Pros And Cons of Financing Your Inventory with Small Business Loans.

Cash is king when it comes to starting and growing a small business. Per Electronic Transactions Association, 51% of small businesses turn to loans to finance their inventory needs. 

However, obtaining small business financing from traditional banking institutions is a bane for less experienced owners. Lack of solid trading history, considerable business finances, paper-laden application processes, and prolonged approval times are a major turn-off. When you need money quickly to meet demand, you may need to look elsewhere.

Luckily, online lenders offer favorable small business financing like inventory loans, working capital loans, and equipment loans with little paperwork and an easy application process. Whether you need cash quickly to keep your shelves replenished, expand your inventory, or pursue new product lines, an inventory loan can be a huge boost.

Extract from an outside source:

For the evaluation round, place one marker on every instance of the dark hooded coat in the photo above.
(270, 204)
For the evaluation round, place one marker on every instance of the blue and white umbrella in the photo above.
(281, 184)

What’s Inventory Financing

As the name goes, inventory financing is a type of specific loan obtained from a lender to purchase business inventory. The products you intend to buy with the loan act as collateral against the loan. This type of loan comes in handy when you have longer sales cycles or can’t obtain small business financing from traditional banking institutions due to bad credit or lack of business history.

Product-based SMEs can benefit from this type of small business financing. But before you jump, you need to weigh the pros and cons of financing your inventory with this type of small business financing so that you make an informed decision. 

Pros of financing inventory with small business loans

Quick and easy to obtain

Less paperwork, low barrier to entry, low closing costs, and short approval periods make inventory loans a good option when you want to cover an unexpected spike in demand.

It doesn’t affect your business credit

Though it won’t help you build your business credit, it also doesn’t raise your debt-to-income ratio or affect your credit score if you run into problems paying off the loan.

It helps you prepare for peak seasons

When coming out of a low season, you may not have enough funds to purchase a large inventory for the upcoming peak season. Using the little money you have on hand can result in serious cash flow gaps in your business. At such times, financing your inventory with a small business loan is a great option to secure the funds you need to prepare for a busy season without draining your business accounts.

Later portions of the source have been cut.